Audience measurement system for the radio industry in the United Kingdom

Radio Joint Audience Research Limited (RAJAR; /ˈreɪdʒɑːr/) was established in 1992 to operate a single audience measurement system for the radio industry in the United Kingdom. RAJAR is jointly owned by the BBC and Radiocentre. RAJAR's predecessor was called Joint Industry Committee on Radio Audience Research (JICRAR; /ˈdʒɪkrɑːr/). Prior to this, the BBC and Radiocentre's predecessor CRCA carried out their own measurements independently of each other.
==Structure==
The company operates as a joint industry committee (JIC) and its board is chaired by an independent chairman. It has shareholder representation from the BBC and the commercial sector, as well as the, Institute of Practitioners in Advertising (IPA) and the Incorporated Society of British Advertisers (ISBA). The company is a non-profit making entity.

==Purpose and methodology==
RAJAR collects information on behalf of over 300 BBC and Ofcom-licensed commercial radio stations, ranging from very small local services to the national networks. Station listening by time, duration, platform (AM/FM, DAB, online/app, and DTV) and location (in car, at home, at work, or elsewhere) is recorded and published on a quarterly basis.

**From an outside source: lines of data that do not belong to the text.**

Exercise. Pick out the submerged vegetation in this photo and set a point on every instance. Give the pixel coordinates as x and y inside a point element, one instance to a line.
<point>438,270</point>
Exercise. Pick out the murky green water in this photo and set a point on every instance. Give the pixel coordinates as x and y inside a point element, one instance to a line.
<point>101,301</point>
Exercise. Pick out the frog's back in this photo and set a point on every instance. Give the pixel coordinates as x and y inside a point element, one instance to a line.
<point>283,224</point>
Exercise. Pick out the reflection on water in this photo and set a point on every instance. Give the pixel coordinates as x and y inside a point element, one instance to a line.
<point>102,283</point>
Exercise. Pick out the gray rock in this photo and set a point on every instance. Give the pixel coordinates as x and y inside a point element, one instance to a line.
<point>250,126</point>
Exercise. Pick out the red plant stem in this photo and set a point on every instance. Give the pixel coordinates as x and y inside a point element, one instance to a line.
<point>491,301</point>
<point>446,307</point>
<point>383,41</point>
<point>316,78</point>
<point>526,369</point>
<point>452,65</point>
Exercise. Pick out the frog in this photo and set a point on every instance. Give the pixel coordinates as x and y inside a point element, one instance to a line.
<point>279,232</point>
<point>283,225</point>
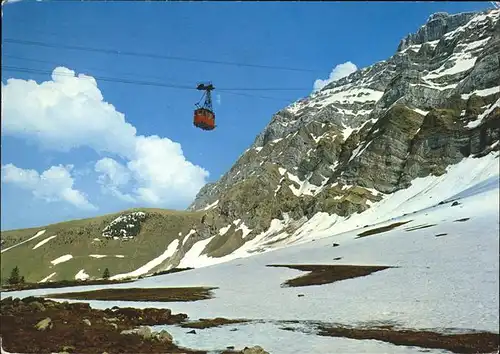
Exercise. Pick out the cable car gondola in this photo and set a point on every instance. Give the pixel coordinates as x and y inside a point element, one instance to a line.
<point>204,116</point>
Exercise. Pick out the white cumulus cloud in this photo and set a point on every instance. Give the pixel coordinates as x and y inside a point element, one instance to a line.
<point>54,184</point>
<point>338,72</point>
<point>69,111</point>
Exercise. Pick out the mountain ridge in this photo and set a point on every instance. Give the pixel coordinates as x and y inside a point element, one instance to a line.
<point>431,105</point>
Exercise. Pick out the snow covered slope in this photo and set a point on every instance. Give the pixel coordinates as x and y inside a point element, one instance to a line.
<point>445,276</point>
<point>393,138</point>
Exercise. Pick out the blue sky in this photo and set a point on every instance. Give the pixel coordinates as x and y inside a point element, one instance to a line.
<point>88,170</point>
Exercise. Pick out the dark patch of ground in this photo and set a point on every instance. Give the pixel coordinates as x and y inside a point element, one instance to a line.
<point>326,274</point>
<point>170,271</point>
<point>68,328</point>
<point>382,229</point>
<point>211,322</point>
<point>418,227</point>
<point>483,342</point>
<point>138,294</point>
<point>60,284</point>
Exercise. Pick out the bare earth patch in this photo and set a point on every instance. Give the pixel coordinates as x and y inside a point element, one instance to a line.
<point>418,227</point>
<point>34,325</point>
<point>211,322</point>
<point>483,342</point>
<point>141,294</point>
<point>382,229</point>
<point>326,274</point>
<point>61,284</point>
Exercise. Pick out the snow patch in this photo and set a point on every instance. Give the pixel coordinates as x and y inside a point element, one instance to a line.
<point>171,249</point>
<point>81,275</point>
<point>62,259</point>
<point>47,278</point>
<point>210,206</point>
<point>483,115</point>
<point>191,232</point>
<point>41,243</point>
<point>244,229</point>
<point>39,233</point>
<point>482,93</point>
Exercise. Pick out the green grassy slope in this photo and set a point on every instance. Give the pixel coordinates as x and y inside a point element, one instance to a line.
<point>76,238</point>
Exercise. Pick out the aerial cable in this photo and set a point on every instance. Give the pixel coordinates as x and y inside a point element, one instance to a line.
<point>141,82</point>
<point>150,55</point>
<point>127,81</point>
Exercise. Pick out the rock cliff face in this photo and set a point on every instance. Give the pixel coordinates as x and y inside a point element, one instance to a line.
<point>319,161</point>
<point>434,102</point>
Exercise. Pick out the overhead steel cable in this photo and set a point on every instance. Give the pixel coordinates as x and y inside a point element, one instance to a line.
<point>141,82</point>
<point>133,82</point>
<point>150,55</point>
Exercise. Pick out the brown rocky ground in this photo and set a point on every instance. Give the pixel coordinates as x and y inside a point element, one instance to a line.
<point>35,325</point>
<point>60,284</point>
<point>482,342</point>
<point>140,294</point>
<point>326,274</point>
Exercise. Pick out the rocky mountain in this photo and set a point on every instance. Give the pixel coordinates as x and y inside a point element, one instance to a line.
<point>329,156</point>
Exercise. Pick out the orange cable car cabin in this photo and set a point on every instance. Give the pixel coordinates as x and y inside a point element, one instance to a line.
<point>204,116</point>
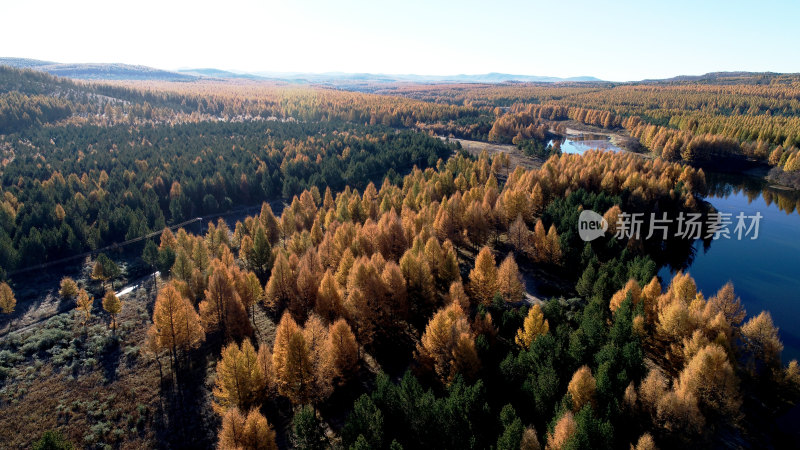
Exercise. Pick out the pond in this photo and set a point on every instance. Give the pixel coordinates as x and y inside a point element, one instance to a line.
<point>578,143</point>
<point>764,271</point>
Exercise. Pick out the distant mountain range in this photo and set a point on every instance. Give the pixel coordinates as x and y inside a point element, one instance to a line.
<point>356,81</point>
<point>91,71</point>
<point>98,71</point>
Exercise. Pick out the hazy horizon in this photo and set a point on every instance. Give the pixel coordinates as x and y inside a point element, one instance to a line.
<point>626,41</point>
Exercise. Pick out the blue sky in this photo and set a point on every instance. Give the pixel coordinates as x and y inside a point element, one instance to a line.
<point>612,40</point>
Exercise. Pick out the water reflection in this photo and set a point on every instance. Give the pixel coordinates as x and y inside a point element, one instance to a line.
<point>580,143</point>
<point>764,271</point>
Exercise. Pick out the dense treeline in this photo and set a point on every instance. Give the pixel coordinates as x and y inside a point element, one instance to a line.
<point>695,120</point>
<point>74,188</point>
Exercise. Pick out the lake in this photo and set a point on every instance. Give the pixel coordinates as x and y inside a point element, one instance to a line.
<point>578,143</point>
<point>764,271</point>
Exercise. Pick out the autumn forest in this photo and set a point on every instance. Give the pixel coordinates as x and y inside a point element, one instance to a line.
<point>250,264</point>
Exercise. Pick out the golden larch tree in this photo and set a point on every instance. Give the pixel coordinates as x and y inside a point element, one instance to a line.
<point>291,362</point>
<point>68,288</point>
<point>342,352</point>
<point>239,382</point>
<point>533,326</point>
<point>251,432</point>
<point>582,388</point>
<point>222,308</point>
<point>176,325</point>
<point>448,345</point>
<point>509,281</point>
<point>483,279</point>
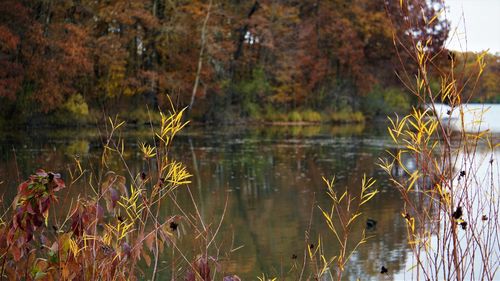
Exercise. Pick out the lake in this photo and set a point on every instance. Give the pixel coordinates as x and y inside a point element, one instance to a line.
<point>271,177</point>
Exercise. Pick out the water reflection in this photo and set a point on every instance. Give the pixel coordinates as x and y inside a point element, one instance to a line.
<point>269,175</point>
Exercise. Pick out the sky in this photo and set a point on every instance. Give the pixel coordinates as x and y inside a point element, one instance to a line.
<point>481,28</point>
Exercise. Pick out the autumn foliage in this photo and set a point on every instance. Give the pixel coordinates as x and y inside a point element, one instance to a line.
<point>320,55</point>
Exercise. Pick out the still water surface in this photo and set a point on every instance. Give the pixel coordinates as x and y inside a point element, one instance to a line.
<point>272,177</point>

The research methodology is based on a continuous diary survey (ex. Christmas holidays) measuring the listening behaviour of over 54,000 adults (aged 15+) a year. The diary is filled in on a quarter-hour basis for one week's listening drawn from a sample representative of the individual station transmission area and the nation as a whole. The fieldwork for the research is carried out on behalf of RAJAR by specialist research contractors, currently Ipsos Mori. The sampling point framework is undertaken by RSMB Ltd.

The diary-based system is the most common method of measuring radio audiences worldwide. Some countries have introduced electronic devices called audiometers. RAJAR has tested several audiometers but has not determined any viable for introduction in the UK market. RAJAR continues to work with developers to determine future viability of innovations with audiometers and any new measurement techniques that could be of use.

Historically, the data has been collected from respondents via a paper diary. From quarter 3, 2011 RAJAR introduced an online version of a radio listening diary (Radio Diary) as an additional collection methodology. It is recognised that respondent engagement is critical to the continued quality of the survey and that by offering a choice as to how people record and return their listening data will help maintain the current high levels of participation and completion into the future. Additional benefits also include higher accuracy in attribution of listening to the different platforms (digital/non-digital) as well as higher in home completion that in turn enhances overall data quality.